Trade-off for mutual control systems. (a) We consider the following generic class of mutual control systems: each component is assumed to decay with some (unspecified) half-life but the way in which the two components affect each other’s production rates $R_i^{+}$ is left completely unspecified, see Eq. (1). (b) Analytical results suggest that no such control system can simultaneously suppress noise in both components below their respective Poisson fluctuations (denoted by 100% in the diagram). We find numerically that the bounds derived in the high copy number regime (red lines) in fact constrain all tested systems (black dots) regardless of noise levels and copy numbers.
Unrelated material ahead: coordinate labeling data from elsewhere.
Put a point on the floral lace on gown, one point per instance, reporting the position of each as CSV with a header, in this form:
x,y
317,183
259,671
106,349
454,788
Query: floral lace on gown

This numerical confirmation suggests that no mutual control system—regardless of chosen control functions or parameters—can simultaneously exhibit sub-Poisson fluctuations in both components as indicated by the lack of data points in the lower left. (c) Here, we present the analytical bounds (colored lines) of Eq. (4) for different lifetimes together with exact numerical realizations of systems with nonlinear control systems (dots). The colors correspond to fixed relative lifetimes, and each dot corresponds to a different system with a different set of control functions and parameters [see Supplemental Material (SM) for numerical details [19] ]. For each ratio of relative lifetimes none of the tested systems beat the limit of Eq. (4).

Figure 2

Trade-offs between pairs of components within a feedback ring. Two-component mutual control systems can be generalized to a multicomponent control feedback loop in which $N$ components affect the production rate of the next component within a ring as defined by Eq. (6). (a) Schematic illustration of a ringlike connection feedback loop for $N=6$. (b) Numerical support that feedback rings can only suppress noise in at most one component. Considering stochastic realizations of control systems within the class defined by Eq. (6) for $N=3$ we find numerically that the bounds derived in the high copy number regime constrained all systems regardless of noise levels and copy numbers. Each dot corresponds to the numerical data for a given system with a specified set of control functions and parameters (see SM for numerical details [19]). We find numerical confirmation that no three-component feedback ring can suppress fluctuations in more than one component. Note, that lower-dimensional feedback loops are special cases of the higher-dimensional ones in which some components are infinitely fast with ${\tau }_i\to 0$. (See Movie S1 in the SM [19].)

Figure 3

Trade-off in $N$-component control networks. Here, we consider $N$-component control structures of arbitrary topology where each component is allowed to affect any other component’s production rate (but not its own) as defined in Eq. (11). (a) Schematic illustration of a maximally connected control network for $N=6$. Since we leave all reaction rates unspecified (here and throughout the Letter) any specific realization of this class may have rates that depend on only a subset of the other components and may thus be much more sparsely connected than the above illustration—in particular, the ringlike feedback systems of Fig. 2 are a subset of the more general class considered here. (b) Here, we present numerical support for the constraint of Eq. (13) in the $N=3$ case. We generated an extensive set of numerical realizations of arbitrarily nonlinear three-component feedback systems with arbitrary lifetimes and abundances. Again, we could not find any system that violated the bound derived in the high copy number limit, and conclude that the “Poisson cube” is inaccessible by any three component feedback systems.